U.S. Drought Conditions as of August 7, 2012 |
We’ve been hearing from environmentalists and climatologists that we have to do something now about carbon emissions, if we want to prevent the worst effects of global warming from occurring. Recent events around the United States, however, indicate that we are already seeing some of the extreme predictions about climate change come true:
· This summer has been one of the hottest on
record and is part of a larger warming trend happening all around the country. It has been reported that the Northern
Hemisphere has just recorded its 327th consecutive month in which
temperatures exceeded 20th century averages.
· This year we had the fourth warmest winter on
record, with record shattering temperatures in March and June 2012.
· The drought that we have been experiencing this
summer is also one of the worst on record. In fact, droughts that were once
a rarity are becoming much more frequent and severe, and probably will become
the norm in the United States in the future.
· This year's crop yields are down by 13 percent and
river flow has been reduced by up to 50% in some places as a result of drought
conditions. The consequences of this will almost certainly be higher prices for
food and stress placed upon our water resources.
· Wildfires have occurred in Colorado and other
Western states and are also predicted to become more common in the future.

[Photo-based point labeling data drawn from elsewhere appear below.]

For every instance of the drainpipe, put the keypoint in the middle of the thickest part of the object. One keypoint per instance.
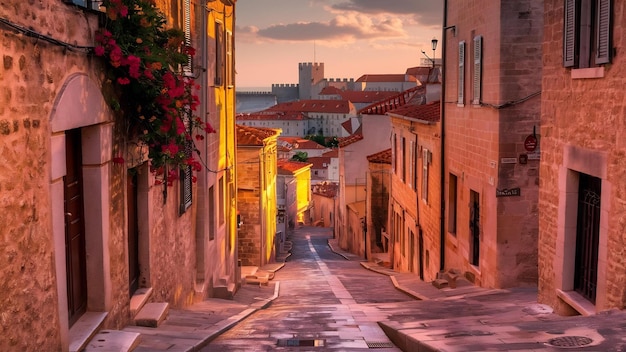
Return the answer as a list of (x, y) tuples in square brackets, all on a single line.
[(442, 104)]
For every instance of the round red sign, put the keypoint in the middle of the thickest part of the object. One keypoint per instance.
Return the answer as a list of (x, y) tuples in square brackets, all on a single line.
[(530, 144)]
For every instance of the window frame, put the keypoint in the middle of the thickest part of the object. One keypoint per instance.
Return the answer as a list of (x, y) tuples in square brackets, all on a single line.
[(582, 47), (461, 78), (477, 44)]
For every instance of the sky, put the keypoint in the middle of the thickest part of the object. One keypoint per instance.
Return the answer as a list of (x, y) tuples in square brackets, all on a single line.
[(351, 37)]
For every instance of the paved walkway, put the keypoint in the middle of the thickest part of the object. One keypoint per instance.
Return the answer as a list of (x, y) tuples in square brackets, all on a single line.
[(465, 318)]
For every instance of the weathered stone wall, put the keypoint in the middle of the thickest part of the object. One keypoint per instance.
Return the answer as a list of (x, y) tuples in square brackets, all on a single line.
[(587, 114), (410, 197), (32, 72), (485, 141), (249, 205)]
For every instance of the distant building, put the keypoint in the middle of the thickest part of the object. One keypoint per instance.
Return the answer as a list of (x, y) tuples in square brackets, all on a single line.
[(582, 192), (256, 194)]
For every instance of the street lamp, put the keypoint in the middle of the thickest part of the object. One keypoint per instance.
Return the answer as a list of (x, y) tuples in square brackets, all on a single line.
[(434, 46)]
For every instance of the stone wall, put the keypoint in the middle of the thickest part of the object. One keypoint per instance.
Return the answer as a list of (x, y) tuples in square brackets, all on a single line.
[(485, 141), (583, 123)]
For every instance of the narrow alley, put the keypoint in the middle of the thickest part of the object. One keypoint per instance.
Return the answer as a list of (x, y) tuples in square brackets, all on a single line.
[(325, 301)]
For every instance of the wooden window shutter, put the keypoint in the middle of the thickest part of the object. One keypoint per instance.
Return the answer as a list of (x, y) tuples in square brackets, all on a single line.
[(603, 38), (188, 68), (569, 34), (461, 87), (477, 78), (220, 55)]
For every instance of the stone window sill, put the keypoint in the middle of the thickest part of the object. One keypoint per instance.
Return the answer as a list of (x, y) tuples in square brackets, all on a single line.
[(586, 73), (576, 301)]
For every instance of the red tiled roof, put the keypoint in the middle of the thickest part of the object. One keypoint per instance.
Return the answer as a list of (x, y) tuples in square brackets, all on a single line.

If this isn’t a wake-up call to all of us that we need to
take concrete steps now to move from a
fossil fuel economy to a more renewable one, limit our consumption, and generally
change the way we live and do business in the United States, then, as a
species, we are probably beyond redemption.
I also hope that those individuals, who, through ignorance
or slave-like devotion to conservative ideology, continue to perpetuate the lie
that climate change is an illusion, will experience an intellectual and moral
awakening after what we’ve experienced this summer all around the country.
These are the facts:
(1) Climate change is happening, (2) our selfish human habits are
responsible for it, and (3) the results, if we don’t act collectively, will be
dire for us and for future generations. End of story.
The time for debate and obstruction is over. The time for action is NOW.